A few times a month, a man's voice calls out to Neal Zumberge from the darkness of his jail cell.
"Help! Help!" the man cries.
Zumberge is dreaming. He steps out of his New Brighton home and sweeps a flashlight from side to side. Frogs croak in a nearby swamp. The man keeps calling.
"I can't find him, because it's really dark," Zumberge said in a jailhouse interview Tuesday afternoon. "My cellmate said I wake up screaming sometimes. It's a scary dream."
Zumberge shared the dream Tuesday on the eve of his sentencing for the May 5, 2014, murder of his neighbor, Todd Stevens — a killing he said that he deeply regrets and for which he faces life in prison.
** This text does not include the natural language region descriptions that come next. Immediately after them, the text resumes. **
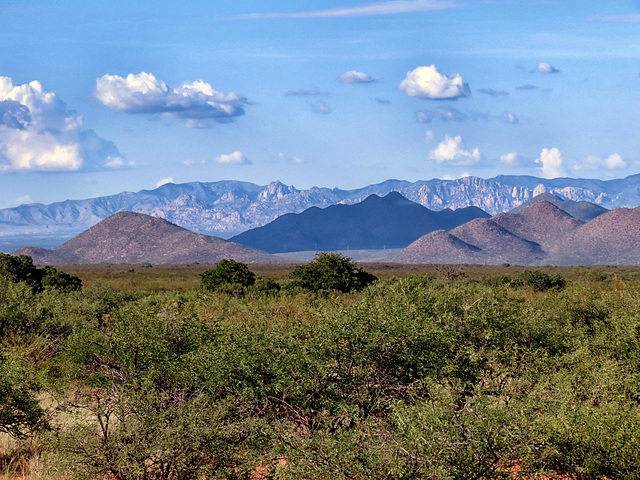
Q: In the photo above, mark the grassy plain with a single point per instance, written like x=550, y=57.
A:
x=435, y=372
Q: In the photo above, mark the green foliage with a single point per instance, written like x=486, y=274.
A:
x=228, y=272
x=416, y=377
x=20, y=269
x=20, y=411
x=53, y=279
x=331, y=271
x=540, y=281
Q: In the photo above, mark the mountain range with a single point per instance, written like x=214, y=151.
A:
x=377, y=222
x=128, y=237
x=540, y=234
x=227, y=208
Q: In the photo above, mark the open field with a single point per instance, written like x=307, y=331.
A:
x=154, y=278
x=443, y=372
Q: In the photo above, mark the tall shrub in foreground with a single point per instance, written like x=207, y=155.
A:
x=331, y=271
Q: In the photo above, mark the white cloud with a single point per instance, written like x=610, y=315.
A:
x=321, y=108
x=38, y=133
x=453, y=151
x=551, y=160
x=511, y=159
x=427, y=82
x=195, y=102
x=353, y=76
x=372, y=9
x=544, y=67
x=164, y=181
x=611, y=162
x=235, y=158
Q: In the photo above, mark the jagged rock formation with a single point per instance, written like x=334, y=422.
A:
x=128, y=237
x=539, y=234
x=229, y=207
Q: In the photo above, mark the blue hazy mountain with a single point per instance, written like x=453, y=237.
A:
x=377, y=222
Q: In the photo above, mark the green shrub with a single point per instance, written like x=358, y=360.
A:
x=228, y=272
x=331, y=271
x=540, y=281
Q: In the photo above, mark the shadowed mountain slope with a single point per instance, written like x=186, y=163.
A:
x=128, y=237
x=610, y=239
x=582, y=210
x=439, y=247
x=377, y=222
x=498, y=242
x=542, y=223
x=527, y=238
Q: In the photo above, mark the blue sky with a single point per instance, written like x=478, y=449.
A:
x=102, y=97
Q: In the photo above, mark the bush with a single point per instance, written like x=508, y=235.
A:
x=331, y=271
x=228, y=272
x=540, y=281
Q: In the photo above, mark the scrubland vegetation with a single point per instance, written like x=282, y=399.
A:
x=454, y=373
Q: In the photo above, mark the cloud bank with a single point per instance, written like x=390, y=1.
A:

The man in the dark doesn't sound like Stevens. And even though Zumberge believes he acted in self-defense, he knows the dream that's haunted him for six months is a reminder of that day when a yearslong dispute between the two households boiled over.
"I'm sorry for his family and my family, and all the hurt that I've caused," Zumberge said. "It was my fault, too. I was being pigheaded."
Zumberge was at times pensive, and fidgeted with his eyeglasses in his hands as he reflected on Stevens' murder, and the possibility of spending the rest of his life behind bars.